City begin demolishing vacant buildings in effort to fight gangs

July 12, 2012 (CHICAGO)

The buildings targeted for teardown are considered hubs of gang activity in the neighborhood.

About 200 abandoned buildings will fall to the wrecking ball in this new crime-fighting effort announced by the mayor several days ago.

In the Park Manor neighborhood Thursday, crews were knocking down a building which has plagued nearby residents for more than a decade.

"I've seen everything. I've seen shooting. I've seen drugs. I've seen gangs," said Annette Jones-Williams, neighborhood resident.

The long-vacant condo building sits across from Park Manor Elementary School. In 2007, an 11-year- boy who had just left the playground was shot there by alleged drug dealers while riding by on his bike. Such crimes, neighbors hope, will now go the way of the building.

"They're not going to have a place to hide anymore.

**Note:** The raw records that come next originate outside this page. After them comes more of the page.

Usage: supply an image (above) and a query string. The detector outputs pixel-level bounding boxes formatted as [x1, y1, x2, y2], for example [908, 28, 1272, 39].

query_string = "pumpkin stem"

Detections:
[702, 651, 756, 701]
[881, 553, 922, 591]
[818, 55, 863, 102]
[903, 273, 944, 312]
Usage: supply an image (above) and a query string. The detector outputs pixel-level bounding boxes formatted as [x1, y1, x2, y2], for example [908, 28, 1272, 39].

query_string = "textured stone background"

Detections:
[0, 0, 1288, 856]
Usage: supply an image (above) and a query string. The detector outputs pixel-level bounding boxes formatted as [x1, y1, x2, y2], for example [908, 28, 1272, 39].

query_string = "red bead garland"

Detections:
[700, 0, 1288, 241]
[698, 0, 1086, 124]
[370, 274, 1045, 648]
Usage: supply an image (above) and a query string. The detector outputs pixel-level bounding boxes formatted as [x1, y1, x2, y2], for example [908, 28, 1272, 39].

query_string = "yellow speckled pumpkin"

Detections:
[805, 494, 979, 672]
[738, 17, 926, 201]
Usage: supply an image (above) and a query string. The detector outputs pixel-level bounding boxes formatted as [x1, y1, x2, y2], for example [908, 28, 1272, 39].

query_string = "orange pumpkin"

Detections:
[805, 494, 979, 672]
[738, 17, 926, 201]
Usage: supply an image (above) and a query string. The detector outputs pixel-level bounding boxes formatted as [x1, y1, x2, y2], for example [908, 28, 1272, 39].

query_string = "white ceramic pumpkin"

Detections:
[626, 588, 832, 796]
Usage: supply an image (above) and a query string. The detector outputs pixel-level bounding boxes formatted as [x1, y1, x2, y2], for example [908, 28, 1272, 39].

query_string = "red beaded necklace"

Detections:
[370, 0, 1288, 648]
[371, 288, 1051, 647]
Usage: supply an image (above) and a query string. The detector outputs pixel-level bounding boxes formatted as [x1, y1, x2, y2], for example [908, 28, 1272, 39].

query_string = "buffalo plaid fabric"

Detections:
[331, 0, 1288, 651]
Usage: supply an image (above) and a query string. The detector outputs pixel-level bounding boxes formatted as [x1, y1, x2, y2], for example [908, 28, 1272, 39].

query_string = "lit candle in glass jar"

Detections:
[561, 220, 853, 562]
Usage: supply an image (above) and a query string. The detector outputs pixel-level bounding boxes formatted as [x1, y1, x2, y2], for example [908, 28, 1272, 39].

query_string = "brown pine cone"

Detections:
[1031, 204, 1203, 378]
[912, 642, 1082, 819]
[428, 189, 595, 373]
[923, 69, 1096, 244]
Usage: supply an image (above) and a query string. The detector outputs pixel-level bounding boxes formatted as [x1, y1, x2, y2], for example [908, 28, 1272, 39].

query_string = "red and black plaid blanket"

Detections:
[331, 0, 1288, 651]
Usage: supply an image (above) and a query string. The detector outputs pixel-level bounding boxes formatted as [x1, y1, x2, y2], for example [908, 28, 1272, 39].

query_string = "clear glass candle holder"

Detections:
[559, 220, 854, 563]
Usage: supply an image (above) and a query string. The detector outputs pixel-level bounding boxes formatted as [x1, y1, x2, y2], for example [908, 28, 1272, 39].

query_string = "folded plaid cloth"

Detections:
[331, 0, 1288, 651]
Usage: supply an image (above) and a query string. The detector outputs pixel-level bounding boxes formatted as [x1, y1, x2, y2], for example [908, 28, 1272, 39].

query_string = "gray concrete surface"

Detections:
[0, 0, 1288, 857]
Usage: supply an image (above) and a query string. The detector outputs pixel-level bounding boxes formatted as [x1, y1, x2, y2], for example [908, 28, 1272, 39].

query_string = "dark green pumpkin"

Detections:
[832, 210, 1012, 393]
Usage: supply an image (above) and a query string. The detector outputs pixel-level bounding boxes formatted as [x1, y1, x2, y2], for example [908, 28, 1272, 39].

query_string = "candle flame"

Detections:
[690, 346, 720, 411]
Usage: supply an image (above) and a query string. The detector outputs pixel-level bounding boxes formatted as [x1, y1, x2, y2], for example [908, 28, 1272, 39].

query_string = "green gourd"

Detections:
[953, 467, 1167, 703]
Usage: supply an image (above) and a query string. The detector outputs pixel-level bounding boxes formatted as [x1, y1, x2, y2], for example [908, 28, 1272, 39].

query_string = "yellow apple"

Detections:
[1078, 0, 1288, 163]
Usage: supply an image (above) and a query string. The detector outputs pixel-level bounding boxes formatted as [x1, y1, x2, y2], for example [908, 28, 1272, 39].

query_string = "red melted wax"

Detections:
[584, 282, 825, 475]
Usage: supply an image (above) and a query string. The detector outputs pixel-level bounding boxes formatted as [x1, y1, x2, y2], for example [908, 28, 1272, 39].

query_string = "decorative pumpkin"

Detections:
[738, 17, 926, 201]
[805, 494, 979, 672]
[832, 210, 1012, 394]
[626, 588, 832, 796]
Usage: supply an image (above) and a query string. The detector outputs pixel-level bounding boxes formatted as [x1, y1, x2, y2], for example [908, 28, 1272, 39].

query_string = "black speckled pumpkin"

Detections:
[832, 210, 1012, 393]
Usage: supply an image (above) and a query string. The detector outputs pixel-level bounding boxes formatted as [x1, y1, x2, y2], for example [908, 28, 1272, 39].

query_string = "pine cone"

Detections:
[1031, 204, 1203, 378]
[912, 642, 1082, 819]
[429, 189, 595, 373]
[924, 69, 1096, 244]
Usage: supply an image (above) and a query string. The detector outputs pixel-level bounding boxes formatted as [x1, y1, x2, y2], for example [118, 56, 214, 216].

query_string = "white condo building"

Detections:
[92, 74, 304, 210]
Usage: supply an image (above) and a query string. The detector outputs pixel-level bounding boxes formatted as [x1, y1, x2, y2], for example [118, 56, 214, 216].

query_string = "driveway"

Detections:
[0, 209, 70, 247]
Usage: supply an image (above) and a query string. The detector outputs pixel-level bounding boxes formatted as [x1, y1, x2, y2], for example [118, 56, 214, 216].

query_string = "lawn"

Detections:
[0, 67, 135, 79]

They're not going to be terrorizing, hopefully, this block anymore," said Darlene Tribue, neighborhood resident.

All the buildings are either owned by private individuals, or they're in default with a bank. The city says, in most cases, it's had to go to court to get authorization for the teardown.

"From a violence reduction standpoint, community stabilization is so critical and so key," said Felicia Davis, mayor's first deputy chief of staff.

Efforts to knock down crime by knocking down buildings is not a new idea. More than 20 years ago, a similar strategy was used against the now-defunct El Rukn gang.

Professor Harold Pollack, a crime researcher at the University of Chicago Crime Lab, says the plan has merit.

"I think there's a concern that if we just tore one of these places down that it would just move the violence and the social problems around. But actually there's a lot of evidence to suggest that if you prevent violence in a particular spot, you're actually reducing violence, not just shifting it to another place," Pollack said.

But longtime Englewood resident Charles Brown, a member of the group Action Now, fears empty lots will lead to empty blocks.

"The solution is to rehabilitate these buildings," said Brown. "We can create jobs, and that's one thing that we need here. Then we can put the community back to work."

"Often these buildings are to a point where it would just not be fiscally feasible to even try to rehab them," said Michael Merchant, Chicago Department of Buildings Commissioner.

The city hopes to encourage community and private development of those newly-vacant lots. But in many cases, the owners who let the buildings go vacant to begin with remain in possession of the property.

The city says crime tends to go down in places where residents feel empowered, and they hope this plan will accomplish that.